Li Qiaqia, Deng Yinghong, Wei Wei, Yang Fan, Lin An, Yao Desheng, Zhu Xiaofeng, Li Jundong
Department of Gynecologic Oncology, Sun Yat-sen University Cancer Center, Guangzhou, China.
State Key Laboratory of Oncology in South China, Collaborative Innovation Centre for Cancer Medicine, Guangzhou, China.
Front Oncol. 2022 Mar 23;12:859409. doi: 10.3389/fonc.2022.859409. eCollection 2022.
Treatment of epithelial ovarian cancer is evolving towards personalization and precision, which require patient-specific estimates of overall survival (OS) and progression-free survival (PFS).
Medical records of 1173 patients who underwent debulking surgery in our center were comprehensively reviewed and randomly allocated into a derivation cohort of 879 patients and an internal validation cohort of 294 patients. Five hundred and seventy-seven patients from the other three cancer centers served as the external validation cohort. A novel nomogram model for PFS and OS was constructed based on independent predictors identified by multivariable Cox regression analysis. The predictive accuracy and discriminative ability of the model were measured using Harrell's concordance index (C-index) and calibration curve.
The C-index values were 0.82 (95% CI: 0.76-0.88) and 0.84 (95% CI: 0.78-0.90) for the PFS and OS models, respectively, substantially higher than those obtained with the FIGO staging system and most nomograms reported for use in epithelial ovarian cancer. The nomogram score could clearly classify the patients into subgroups with different risks of recurrence or postoperative mortality. The online versions of our nomograms are available at https://eocnomogram.shinyapps.io/eocpfs/ and https://eocnomogram.shinyapps.io/eocos/.

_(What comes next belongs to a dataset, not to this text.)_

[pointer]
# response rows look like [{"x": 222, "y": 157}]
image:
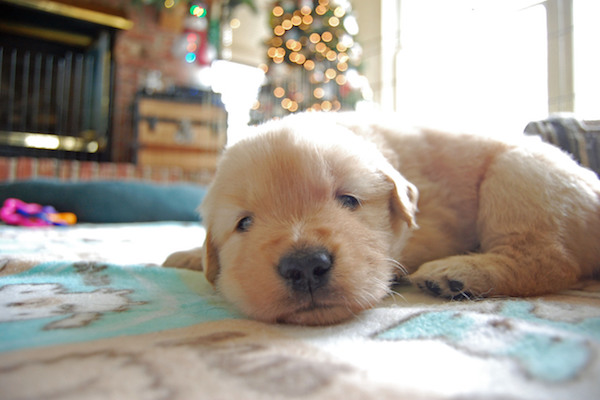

A externally validated nomogram predicting OS and PFS in patients after R0 reduction surgery was established using a propensity score matching model. This nomogram may be useful in estimating individual recurrence risk and guiding personalized surveillance programs for patients after surgery, and it could potentially aid clinical decision-making or stratification for clinical trials.
上皮性卵巢癌的治疗正朝着个性化和精准化发展,这需要针对患者的总生存期(OS)和无进展生存期(PFS)进行评估。
对在本中心接受减瘤手术的1173例患者的病历进行全面回顾,并随机分为一个由879例患者组成的推导队列和一个由294例患者组成的内部验证队列。来自其他三个癌症中心的577例患者作为外部验证队列。基于多变量Cox回归分析确定的独立预测因素构建了一个用于PFS和OS的新型列线图模型。使用Harrell一致性指数(C指数)和校准曲线来衡量该模型的预测准确性和判别能力。
PFS和OS模型的C指数值分别为0.82(95%CI:0.76 - 0.88)和0.84(95%CI:0.78 - 0.90),显著高于国际妇产科联盟(FIGO)分期系统以及大多数报道用于上皮性卵巢癌的列线图所获得的值。列线图评分能够清晰地将患者分为具有不同复发风险或术后死亡率的亚组。我们的列线图在线版本可在https://eocnomogram.shinyapps.io/eocpfs/和https://eocnomogram.shinyapps.io/eocos/获取。
使用倾向评分匹配模型建立了一个经过外部验证的列线图,用于预测R0切除术后患者的OS和PFS。该列线图可能有助于估计个体复发风险,并指导术后患者的个性化监测方案,还可能有助于临床试验的临床决策或分层。